Over the years, I’ve gotten used to some wild swings in my activities and surroundings. This weekend was one for the books, though. On Friday night, Armani and I had a very luxurious and decadent day and night at a local resort, with 90-minute massages, Chateaubriand, a hot tub, lots of wine - and lots of other things.
Saturday morning we woke up to snow – quite a lot of that, too. Now, I don’t know what it is, but it seems like whenever Armani and I leave town for a getaway, some dramatic weather-related thing happens. Like the ferry ride that we took in the windstorm of ‘07 yeah, that ferry! Just our luck, we seem to stir up Mother Nature.
But Armani is a talented man, and he got us down off the mountain and delivered me home at noon. Whereupon I discovered that the cleaning people I had engaged – the highly trained team of professionals who were going to remove the heavy layer of nasty post-construction dust that was coating every single surface and every single object in my whole house – were not coming. At all.
So I was looking at a busy week starting Monday, with lots of people coming to see me, and a very filthy house. So guess what I was doing for nine hours alone on Saturday and for another four, with Monk, Sunday? Yeah. I looked like a chimney sweep on Saturday, only grayish-white instead of black.
People did offer to help me Saturday, but I’m hard to help sometimes. Certain types of things I can easily give clear directions about, but some things – well, I know how I want it done, but the effort of conceptualizing and then clearly communicating exactly what to do and why to do it that way? Oh, I’d honestly just rather do it myself. Unwillingness to delegate - it's a failing of mine. Control issues, me? Why would you ever think such a thing?
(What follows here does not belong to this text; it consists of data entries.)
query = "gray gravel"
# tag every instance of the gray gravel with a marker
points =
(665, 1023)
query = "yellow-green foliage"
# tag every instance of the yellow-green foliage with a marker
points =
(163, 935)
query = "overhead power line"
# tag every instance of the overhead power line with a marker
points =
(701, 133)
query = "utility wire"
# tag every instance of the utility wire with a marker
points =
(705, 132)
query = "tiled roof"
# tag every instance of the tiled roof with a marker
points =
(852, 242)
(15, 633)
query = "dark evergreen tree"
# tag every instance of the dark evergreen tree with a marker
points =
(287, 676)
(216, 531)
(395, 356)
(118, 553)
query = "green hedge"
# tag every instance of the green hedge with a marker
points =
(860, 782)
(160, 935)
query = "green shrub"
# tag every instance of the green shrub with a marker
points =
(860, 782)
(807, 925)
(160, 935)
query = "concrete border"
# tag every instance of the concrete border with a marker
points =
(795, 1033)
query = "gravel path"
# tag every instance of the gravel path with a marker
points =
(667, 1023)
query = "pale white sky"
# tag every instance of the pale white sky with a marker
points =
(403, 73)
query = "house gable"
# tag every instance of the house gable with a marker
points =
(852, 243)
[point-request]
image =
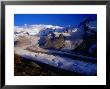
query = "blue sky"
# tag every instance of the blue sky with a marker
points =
(51, 19)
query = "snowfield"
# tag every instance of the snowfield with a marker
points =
(81, 67)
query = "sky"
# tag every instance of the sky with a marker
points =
(51, 19)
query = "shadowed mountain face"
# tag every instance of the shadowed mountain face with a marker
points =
(68, 48)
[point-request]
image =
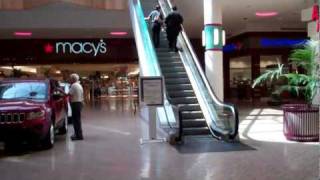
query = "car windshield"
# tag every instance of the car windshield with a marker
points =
(23, 90)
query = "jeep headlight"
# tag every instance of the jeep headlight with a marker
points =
(35, 115)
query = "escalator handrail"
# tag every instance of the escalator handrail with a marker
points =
(206, 82)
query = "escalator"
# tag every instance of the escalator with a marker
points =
(191, 107)
(180, 90)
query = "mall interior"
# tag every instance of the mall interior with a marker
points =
(150, 113)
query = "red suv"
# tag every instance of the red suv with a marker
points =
(32, 110)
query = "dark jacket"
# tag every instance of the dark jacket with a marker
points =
(173, 21)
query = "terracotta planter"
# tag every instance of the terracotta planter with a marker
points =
(301, 122)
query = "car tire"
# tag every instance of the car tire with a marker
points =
(48, 141)
(64, 128)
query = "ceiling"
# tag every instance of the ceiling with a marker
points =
(97, 18)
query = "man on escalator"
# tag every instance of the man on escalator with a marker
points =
(156, 22)
(173, 23)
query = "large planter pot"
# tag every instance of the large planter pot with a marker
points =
(301, 122)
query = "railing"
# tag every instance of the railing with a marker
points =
(148, 61)
(221, 118)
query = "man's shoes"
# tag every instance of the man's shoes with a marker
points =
(76, 138)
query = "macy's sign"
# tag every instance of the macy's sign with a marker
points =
(77, 48)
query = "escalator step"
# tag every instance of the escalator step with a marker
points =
(179, 87)
(194, 123)
(196, 131)
(175, 75)
(177, 81)
(184, 100)
(171, 63)
(192, 115)
(189, 107)
(172, 69)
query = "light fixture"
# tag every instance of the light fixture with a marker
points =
(23, 34)
(266, 13)
(223, 37)
(216, 38)
(119, 33)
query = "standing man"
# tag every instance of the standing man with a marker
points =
(173, 22)
(156, 21)
(76, 95)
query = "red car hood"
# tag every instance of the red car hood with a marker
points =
(20, 106)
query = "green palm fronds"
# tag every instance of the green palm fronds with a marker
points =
(296, 82)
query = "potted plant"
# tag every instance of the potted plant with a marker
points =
(301, 121)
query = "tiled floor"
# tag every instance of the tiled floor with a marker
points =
(111, 151)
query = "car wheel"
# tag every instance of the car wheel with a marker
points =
(64, 128)
(48, 141)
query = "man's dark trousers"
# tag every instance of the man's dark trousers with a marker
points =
(156, 28)
(172, 36)
(76, 118)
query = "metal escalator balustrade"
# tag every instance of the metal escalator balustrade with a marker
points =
(221, 118)
(148, 63)
(181, 92)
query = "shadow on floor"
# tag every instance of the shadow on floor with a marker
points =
(206, 145)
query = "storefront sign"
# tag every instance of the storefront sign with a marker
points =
(89, 48)
(152, 90)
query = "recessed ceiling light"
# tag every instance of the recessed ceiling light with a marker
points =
(21, 33)
(118, 33)
(266, 13)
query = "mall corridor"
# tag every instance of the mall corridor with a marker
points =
(111, 150)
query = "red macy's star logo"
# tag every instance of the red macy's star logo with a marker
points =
(48, 48)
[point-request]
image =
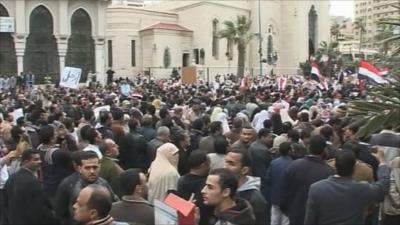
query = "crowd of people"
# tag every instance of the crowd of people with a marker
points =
(245, 153)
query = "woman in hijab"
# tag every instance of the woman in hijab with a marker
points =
(163, 172)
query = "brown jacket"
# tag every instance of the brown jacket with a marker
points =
(133, 211)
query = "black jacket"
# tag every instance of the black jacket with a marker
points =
(25, 201)
(298, 178)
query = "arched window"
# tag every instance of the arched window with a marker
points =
(80, 51)
(202, 56)
(215, 40)
(41, 54)
(8, 58)
(312, 30)
(270, 48)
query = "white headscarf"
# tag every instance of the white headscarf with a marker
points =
(259, 118)
(163, 172)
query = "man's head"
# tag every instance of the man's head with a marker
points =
(47, 135)
(317, 145)
(93, 203)
(221, 185)
(109, 148)
(199, 162)
(105, 118)
(90, 166)
(221, 145)
(239, 162)
(344, 163)
(327, 132)
(216, 128)
(265, 136)
(30, 159)
(246, 135)
(133, 182)
(163, 133)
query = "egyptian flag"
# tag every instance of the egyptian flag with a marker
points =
(370, 73)
(282, 81)
(316, 75)
(384, 71)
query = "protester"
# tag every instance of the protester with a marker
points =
(133, 207)
(220, 191)
(163, 172)
(93, 206)
(24, 198)
(341, 200)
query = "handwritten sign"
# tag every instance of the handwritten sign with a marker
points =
(70, 77)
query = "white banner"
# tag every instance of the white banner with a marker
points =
(7, 25)
(70, 77)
If the team had come, I would given them the keys and walked away - and then come back later and re-done whatever they didn’t do right. But directing another person, moment-by-moment for hours, in a huge and vaguely defined task, that’s actually composed of ten thousand tiny little tasks? Oh, no. As exhausting as it was to do alone, I would have been twice as stressed trying to do it and simultaneously manage someone else.
So Monk came on Sunday, when I had a clear and specific list of things I needed him to do, and that’s just exactly perfect. This is why I don’t have “apprentices” - and what a silly term that is - or personal slaves. I do not enjoy labor management - even the labor of people I’m very fond of.